小学三年の凌が住んでいる家は、地方の田舎の一軒家である。赤錆びが吹いたトタン屋根の二階建ての家は、砂壁の和室、あまりにも急な階段、薪風呂、ぼっとん便所という如何にも古い屋造りだった。

その家での生活の中で凌が苦手なことがある。それがぼっとん便所だ。汲み取り式便所のことである。便器内の全体に穴が開いており、その穴に小便や糞を落とす和式便器なのだが、その穴にフタがないので、穴の底にある汚物が放つ悪臭がひどかった。
のみならず、腐った煮豆みたいなすえた臭いが個室の天井や壁にこびりついており、便器の右手にある小さな窓からは日が入らなくて、常に薄暗かった。


あー、またやっちまったぁ!
こんちくしょうめ、このやろう、この。

そう言いながら、汗で濡れた肌着のランニングシャツにステテコの格好で便所から出てきたじいちゃんは、酒焼けした赤ら顔を皺くちゃにさせた。小便をしているときに長財布を便器の穴に落としたらしい。財布には現金四万円と免許証が入っていた。

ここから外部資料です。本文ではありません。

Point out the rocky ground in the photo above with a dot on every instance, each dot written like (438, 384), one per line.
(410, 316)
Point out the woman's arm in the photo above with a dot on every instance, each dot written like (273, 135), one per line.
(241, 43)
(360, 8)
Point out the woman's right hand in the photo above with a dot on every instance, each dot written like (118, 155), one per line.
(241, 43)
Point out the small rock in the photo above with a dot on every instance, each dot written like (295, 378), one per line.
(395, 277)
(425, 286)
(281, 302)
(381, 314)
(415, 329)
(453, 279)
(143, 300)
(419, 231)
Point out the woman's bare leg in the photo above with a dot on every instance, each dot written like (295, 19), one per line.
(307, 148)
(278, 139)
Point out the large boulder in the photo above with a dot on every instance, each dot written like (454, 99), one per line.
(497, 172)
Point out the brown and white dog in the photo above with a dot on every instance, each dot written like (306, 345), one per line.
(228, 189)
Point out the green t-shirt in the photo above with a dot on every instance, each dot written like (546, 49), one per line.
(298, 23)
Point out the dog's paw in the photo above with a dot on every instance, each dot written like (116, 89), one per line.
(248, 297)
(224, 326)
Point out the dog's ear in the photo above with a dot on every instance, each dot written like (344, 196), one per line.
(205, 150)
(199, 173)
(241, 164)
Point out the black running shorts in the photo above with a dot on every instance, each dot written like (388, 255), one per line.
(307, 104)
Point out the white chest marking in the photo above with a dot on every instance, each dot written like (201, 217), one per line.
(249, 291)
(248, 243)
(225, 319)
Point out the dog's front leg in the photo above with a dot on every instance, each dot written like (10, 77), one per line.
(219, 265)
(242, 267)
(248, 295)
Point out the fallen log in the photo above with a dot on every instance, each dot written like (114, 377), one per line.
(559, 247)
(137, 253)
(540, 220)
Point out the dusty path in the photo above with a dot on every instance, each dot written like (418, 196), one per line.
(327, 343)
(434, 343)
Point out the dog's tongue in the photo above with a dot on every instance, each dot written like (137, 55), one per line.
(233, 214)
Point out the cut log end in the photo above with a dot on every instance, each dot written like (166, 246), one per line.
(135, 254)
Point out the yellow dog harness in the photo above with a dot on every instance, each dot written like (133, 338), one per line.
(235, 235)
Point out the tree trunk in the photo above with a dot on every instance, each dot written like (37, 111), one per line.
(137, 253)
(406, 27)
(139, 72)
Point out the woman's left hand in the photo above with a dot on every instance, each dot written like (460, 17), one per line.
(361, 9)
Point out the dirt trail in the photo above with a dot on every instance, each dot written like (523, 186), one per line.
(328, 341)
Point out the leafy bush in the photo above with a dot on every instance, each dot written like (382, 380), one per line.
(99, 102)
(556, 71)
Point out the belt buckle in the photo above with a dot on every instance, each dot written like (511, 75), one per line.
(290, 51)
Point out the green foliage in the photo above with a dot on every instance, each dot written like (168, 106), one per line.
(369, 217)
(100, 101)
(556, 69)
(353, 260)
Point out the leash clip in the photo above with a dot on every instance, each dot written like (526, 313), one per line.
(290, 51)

じいちゃんは酒に酔っており、些か足元が覚束なかった。糖尿病を患っているじいちゃんは医者から酒を止められているはずなのだが、家族に隠れて酒を飲んでいる。そして、酔って前後不覚になり、部屋の砂壁を足蹴りして穴を開ける、冷蔵庫に小便をして中の食材を全部ダメにする、ふらりと外へ出ていって他人の家の前で大きな鼾をかいて寝ているなどの醜態をさらし、みんなに迷惑をかけていた。
案の定、その夜も家の外の物置小屋に隠れてワンカップ酒を飲んでいたらしく、この体たらくである。
茶の間でテレビを観ていた凌は呆れながら、

「じいちゃん。そんな大事なものをなんで便所なんかに持っていったの?」
「うるせぇ、この。おらは財布を肌身離さず持ち歩く性分なんだ。寝るときも枕の下に挟んでる」

ずいぶんとがめついじじいだな。こんなに野蛮であさましい大人にはなりたくないな、と凌は思った。
じいちゃんは苛立った様子で茶の間を不必要にうろうろしていたが、出窓の前でタバコを一本吸うと、ようやく気持ちが落ち着いてきたらしく、

凌、腹減ってないか?さっき食った晩飯のシチューは本当に不味かったよな。少し粉っぽくてさ。
ばあちゃんが作るものは全部不味いんだ。焼きそばなんて麺がベタベタしているし、味噌おにぎりなんて糞でも食ってるみてーな酷い味がするもんな。
自分でラーメンでも拵えた方がよっぽどいいや。ほれ、自家製の干し柿だ。食え。一個、やる。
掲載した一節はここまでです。